GASDS What's the rule?

Didn't find your answer?

I am a treasurer of the local Air Cadets, a Scout Group and prepare accounts for my Rotary Club.

The Air Cadets have local squadrons who have a civilian committee to raise funds and provide most of the equipment. The committee is autonomous and the activities of each Squadron can be totally different but within the framework of the RAF guidelines. They claim Gift Aid on donations and we have claimed GASDS on bagpacks etc.

A squadron in Wales has had a GASDS claim knocked back by HMRC saying that it is connected to the national Air Cadets Organisation (ACO) and the £5,000 limit applies to all squadrons not each one. So ACO sent a letter to all treasurers saying 'don't claim and expect to repay what you have'. 

I see no difference between Cadets and Rotary in that we all do the same sort of things and have a national organisation supplying framework rules.
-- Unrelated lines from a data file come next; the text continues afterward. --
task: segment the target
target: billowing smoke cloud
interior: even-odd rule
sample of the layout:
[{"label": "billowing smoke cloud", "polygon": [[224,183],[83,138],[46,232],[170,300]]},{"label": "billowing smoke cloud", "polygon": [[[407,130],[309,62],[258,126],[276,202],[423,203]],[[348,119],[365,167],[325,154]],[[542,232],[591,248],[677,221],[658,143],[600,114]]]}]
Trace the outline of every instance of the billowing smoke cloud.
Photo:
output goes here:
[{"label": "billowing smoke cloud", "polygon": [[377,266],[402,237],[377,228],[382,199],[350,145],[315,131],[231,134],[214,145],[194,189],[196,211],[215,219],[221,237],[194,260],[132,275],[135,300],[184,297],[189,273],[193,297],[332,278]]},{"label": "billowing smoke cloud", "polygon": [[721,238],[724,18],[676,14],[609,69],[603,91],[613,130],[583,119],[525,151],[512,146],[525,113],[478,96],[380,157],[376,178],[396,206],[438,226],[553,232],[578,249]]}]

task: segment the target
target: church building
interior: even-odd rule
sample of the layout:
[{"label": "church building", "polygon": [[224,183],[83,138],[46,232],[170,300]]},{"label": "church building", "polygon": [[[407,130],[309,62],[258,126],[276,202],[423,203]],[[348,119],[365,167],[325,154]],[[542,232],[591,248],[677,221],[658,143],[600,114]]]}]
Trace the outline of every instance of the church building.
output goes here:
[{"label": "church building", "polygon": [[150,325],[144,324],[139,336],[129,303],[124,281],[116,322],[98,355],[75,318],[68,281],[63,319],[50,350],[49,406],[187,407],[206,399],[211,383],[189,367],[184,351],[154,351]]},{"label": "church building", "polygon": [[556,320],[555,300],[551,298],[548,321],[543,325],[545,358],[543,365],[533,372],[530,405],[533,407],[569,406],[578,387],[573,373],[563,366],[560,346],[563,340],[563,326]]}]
Locally we do our own thing and are autonomous.

I checked with the Scout resource pages on the web and they have an even wackier slant on why you cannot claim GASDS on bag packs an carwashes outside the Scout Hut. They say that they are using the Community Hall scheme where you can claim £5,000 donations raised within each Community Hall you frequent so cannot claim the basic GASDS £5000 donations outside that hall.  That is not what the Gov.uk website is currently saying (it even shows an example of a claim for both).  I have written to them querying this odd advice.

The connected party rule, I am sure, was intended to trap enterprising trustees who subdivided their charities, not to trap the youth organisations. I am also worried that ACO may take so long to rumble this out with HMRC that Squadrons put off claiming will go out of time to claim

Anyone with experience here? Am I right?

Replies (1)

Please login or register to join the discussion.

avatar
By girlofwight
17th Apr 2015 21:14

The devil will be in the detail
Most Rotary clubs are completely autonomous, with permission to use Rotary name and logo. RIBI don't, as far as I recall, consolidate accounts.

However a lot of charities have branches that are quasi autonomous, there may be a local committee and a local bank account, but the legal entity is a master one, and accounts are consolidated. Eg I used to act for a charity with about 30 branches, each with committee, banking, own accounts/examination, but the accounts were then consolidated for charities commission, HMRC etc. Gift aid was a central function with one claim across all branches.